- Born: 7 June 1928 New York City
- Died: 1993 (aged 64–65)
- Occupation: Alternative health writer

= Carlson Wade =

American alternative health writer

Carlson Wade (7 June 1928 – 1993) was an American alternative health writer who authored many books promoting detoxification, fasting, juicing, megavitamin therapy, natural foods and raw food dieting. He developed a fad diet known as the Enzyme-Catalyst Diet.

==Biography==

Wade was born on 7 June 1928 in New York City. He was the son of Arthur Wade and Lena Franks. He worked as a literary agent in New York from 1949 and was a member of the American Medical Writers Association.

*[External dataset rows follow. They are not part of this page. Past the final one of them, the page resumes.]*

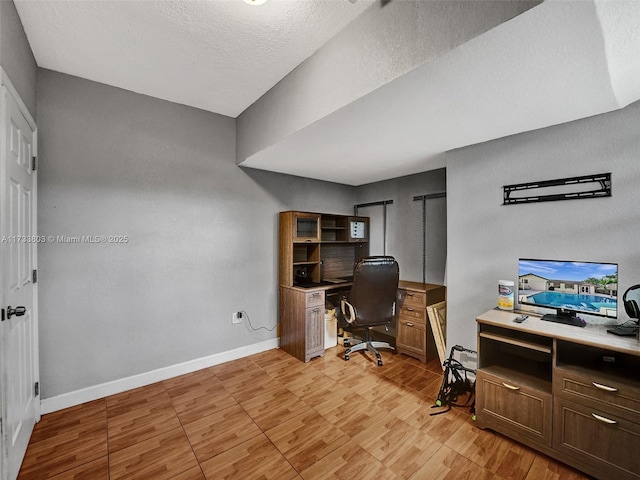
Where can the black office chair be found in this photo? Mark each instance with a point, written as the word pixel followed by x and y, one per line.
pixel 371 302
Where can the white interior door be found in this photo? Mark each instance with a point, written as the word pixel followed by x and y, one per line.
pixel 18 330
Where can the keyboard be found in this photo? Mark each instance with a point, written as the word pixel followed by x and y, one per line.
pixel 574 321
pixel 623 331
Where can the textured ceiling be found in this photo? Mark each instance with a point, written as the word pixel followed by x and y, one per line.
pixel 217 55
pixel 557 62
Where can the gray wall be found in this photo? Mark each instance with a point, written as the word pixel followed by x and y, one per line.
pixel 404 223
pixel 485 239
pixel 382 44
pixel 16 57
pixel 202 234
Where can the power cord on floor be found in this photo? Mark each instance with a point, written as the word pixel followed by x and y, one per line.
pixel 259 328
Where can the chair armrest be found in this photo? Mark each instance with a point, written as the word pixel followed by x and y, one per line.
pixel 348 313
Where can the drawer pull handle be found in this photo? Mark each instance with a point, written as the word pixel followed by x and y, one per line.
pixel 604 419
pixel 604 387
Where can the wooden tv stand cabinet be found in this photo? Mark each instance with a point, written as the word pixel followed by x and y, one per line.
pixel 571 393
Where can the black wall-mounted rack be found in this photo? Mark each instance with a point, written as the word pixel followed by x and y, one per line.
pixel 602 188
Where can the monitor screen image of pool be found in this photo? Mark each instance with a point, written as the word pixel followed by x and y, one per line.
pixel 569 287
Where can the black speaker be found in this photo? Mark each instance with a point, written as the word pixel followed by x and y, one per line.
pixel 631 306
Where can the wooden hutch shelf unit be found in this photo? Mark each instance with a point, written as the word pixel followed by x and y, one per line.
pixel 572 393
pixel 317 254
pixel 316 259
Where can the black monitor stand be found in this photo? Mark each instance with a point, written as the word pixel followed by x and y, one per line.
pixel 565 317
pixel 625 330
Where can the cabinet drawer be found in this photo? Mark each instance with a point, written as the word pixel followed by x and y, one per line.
pixel 411 314
pixel 314 298
pixel 607 443
pixel 411 339
pixel 598 392
pixel 413 299
pixel 513 409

Wade first became known for his books on sexual topics such as fetishism, homosexuality, sadomasochism and transvestism. His The Trouble Sex, published in 1961 offered behavioral clues how the American public could "detect" a lesbian. His work was classified as "pulp sexology", for example his book Sexual Deviations of the American Female (1965) gave anthropological generalisations about lesbian subcultures.

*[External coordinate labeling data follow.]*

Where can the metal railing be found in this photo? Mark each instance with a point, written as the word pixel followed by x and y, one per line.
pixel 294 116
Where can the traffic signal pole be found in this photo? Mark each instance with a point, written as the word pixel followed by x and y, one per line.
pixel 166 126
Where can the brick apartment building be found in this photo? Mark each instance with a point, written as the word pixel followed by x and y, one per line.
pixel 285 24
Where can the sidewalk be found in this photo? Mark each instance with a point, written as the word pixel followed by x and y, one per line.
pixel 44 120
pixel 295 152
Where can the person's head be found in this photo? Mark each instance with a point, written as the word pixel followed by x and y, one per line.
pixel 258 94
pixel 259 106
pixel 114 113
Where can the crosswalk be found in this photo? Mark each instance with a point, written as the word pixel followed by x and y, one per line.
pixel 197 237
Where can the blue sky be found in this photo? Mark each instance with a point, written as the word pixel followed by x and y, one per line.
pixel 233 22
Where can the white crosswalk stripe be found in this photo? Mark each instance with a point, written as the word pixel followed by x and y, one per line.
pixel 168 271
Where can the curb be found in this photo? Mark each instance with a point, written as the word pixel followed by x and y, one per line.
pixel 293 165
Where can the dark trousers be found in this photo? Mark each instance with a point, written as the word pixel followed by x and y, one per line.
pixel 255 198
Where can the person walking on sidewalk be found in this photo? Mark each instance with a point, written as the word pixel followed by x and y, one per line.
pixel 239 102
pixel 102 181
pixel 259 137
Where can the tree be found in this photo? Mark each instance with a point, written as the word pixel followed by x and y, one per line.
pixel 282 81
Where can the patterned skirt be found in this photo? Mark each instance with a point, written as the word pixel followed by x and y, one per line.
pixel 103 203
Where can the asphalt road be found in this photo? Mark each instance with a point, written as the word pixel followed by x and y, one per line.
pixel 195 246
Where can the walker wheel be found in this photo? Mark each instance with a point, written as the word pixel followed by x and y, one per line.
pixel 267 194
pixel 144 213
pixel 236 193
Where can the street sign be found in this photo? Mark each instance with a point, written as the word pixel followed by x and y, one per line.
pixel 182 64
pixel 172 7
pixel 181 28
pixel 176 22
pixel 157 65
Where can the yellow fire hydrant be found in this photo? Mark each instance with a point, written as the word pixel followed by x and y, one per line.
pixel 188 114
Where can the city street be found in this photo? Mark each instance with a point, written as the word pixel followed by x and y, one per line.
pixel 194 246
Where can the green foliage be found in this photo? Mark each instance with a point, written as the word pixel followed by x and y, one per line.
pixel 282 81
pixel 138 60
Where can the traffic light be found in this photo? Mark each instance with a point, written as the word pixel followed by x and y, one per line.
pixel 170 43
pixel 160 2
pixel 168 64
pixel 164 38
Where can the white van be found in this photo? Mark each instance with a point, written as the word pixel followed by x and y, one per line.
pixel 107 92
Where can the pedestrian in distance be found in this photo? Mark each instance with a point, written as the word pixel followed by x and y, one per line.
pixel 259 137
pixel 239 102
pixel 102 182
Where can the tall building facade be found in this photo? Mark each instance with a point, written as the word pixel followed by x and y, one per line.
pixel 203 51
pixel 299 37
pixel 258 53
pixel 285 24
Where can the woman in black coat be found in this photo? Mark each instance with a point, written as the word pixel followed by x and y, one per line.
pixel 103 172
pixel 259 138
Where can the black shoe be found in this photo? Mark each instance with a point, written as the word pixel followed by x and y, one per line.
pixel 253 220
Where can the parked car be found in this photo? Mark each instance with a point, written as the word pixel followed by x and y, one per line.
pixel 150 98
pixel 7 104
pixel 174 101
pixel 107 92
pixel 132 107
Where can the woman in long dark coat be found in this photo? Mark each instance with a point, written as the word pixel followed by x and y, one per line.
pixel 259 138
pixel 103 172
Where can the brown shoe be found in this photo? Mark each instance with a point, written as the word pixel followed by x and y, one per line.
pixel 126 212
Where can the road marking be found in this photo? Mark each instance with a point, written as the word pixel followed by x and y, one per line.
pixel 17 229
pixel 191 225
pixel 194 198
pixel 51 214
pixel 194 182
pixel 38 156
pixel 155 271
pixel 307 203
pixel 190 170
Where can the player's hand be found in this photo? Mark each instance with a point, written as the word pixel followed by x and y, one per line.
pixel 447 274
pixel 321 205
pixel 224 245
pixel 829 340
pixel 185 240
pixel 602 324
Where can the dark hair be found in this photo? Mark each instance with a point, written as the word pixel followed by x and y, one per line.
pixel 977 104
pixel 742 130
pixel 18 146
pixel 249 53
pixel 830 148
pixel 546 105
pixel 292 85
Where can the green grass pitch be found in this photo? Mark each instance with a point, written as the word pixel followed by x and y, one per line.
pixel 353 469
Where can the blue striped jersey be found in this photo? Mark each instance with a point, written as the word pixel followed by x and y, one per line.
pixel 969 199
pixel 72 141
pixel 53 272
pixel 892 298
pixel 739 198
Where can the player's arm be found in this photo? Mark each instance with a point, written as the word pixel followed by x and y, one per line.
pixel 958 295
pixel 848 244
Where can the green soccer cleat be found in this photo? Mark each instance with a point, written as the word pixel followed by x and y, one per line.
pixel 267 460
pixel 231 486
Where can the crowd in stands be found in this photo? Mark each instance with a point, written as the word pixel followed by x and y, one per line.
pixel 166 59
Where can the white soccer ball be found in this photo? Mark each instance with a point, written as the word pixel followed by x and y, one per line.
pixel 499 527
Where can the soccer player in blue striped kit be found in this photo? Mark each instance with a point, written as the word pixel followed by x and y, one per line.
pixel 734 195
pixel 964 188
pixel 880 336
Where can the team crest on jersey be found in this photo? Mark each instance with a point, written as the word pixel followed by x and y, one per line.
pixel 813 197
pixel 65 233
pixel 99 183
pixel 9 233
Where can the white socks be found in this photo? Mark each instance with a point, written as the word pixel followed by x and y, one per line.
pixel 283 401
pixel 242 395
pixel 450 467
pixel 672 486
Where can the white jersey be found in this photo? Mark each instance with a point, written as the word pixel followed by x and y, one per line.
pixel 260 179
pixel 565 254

Wade's books on dieting and health were criticized by medical experts as quackery. His The New Enzyme-Catalyst Diet (1976), recommended with each meal to add raw fruit and vegetables such as bananas, celery, nuts and wheat germ.

The diet forbid the consumption of fried, processed or sugar foods. Wade argued that raw fruits and vegetables "are prime sources of enzymes which then are used by your billions of body cells to alert the mitochondria to perform internal combustion; this action helps to melt the accumulated fat in your cells, and wash them right out of your body." This idea is not supported by scientific evidence.

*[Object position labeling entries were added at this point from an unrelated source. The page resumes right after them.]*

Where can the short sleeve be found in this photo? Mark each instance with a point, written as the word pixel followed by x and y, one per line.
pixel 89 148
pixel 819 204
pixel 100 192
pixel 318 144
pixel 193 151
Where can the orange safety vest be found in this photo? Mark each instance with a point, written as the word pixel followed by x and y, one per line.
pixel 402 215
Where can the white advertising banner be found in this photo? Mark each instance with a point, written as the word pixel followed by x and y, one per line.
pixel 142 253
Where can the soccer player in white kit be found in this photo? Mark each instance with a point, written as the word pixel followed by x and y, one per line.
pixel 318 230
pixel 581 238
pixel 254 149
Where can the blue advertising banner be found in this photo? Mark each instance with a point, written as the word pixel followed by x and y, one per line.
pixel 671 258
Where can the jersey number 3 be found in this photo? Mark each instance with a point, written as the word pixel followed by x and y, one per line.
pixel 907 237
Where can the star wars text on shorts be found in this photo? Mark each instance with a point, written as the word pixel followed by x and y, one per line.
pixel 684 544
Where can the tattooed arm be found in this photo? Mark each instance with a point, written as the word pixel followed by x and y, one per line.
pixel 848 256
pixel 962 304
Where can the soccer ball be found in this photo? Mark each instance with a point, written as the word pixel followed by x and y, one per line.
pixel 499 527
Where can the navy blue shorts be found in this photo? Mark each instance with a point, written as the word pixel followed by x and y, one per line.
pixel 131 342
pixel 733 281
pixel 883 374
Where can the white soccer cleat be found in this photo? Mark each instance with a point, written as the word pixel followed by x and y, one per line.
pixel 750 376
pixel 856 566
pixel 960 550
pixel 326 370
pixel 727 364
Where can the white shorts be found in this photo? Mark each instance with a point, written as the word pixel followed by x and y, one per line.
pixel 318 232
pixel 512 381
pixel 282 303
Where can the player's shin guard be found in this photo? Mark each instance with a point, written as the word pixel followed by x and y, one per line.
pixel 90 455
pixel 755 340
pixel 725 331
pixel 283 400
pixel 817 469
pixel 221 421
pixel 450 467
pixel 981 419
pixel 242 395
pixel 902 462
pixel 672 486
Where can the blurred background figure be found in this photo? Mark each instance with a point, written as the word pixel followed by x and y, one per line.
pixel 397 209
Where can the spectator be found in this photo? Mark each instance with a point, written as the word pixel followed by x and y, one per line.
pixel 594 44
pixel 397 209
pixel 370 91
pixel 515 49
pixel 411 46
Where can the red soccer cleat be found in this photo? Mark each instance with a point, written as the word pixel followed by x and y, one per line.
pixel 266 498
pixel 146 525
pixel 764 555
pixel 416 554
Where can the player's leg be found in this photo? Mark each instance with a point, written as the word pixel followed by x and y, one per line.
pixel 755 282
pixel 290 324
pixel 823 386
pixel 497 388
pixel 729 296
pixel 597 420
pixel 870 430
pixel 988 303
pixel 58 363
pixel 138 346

Dieticians noted that the statement is false because enzymes in foods are digested to amino acids and once absorbed play no enzymatic role.

Nutritionist Judith S. Stern commented that Wade's The New Enzyme-Catalyst Diet is filled with scientific misstatements such as "the most vital digestive enzyme is hydrochloric acid" and concluded that it is a "classroom example of a fad diet."

Wade's book Health Food Recipes for Gourmet Cooking, was criticized by Choice Reviews as "unintelligible jargon at best".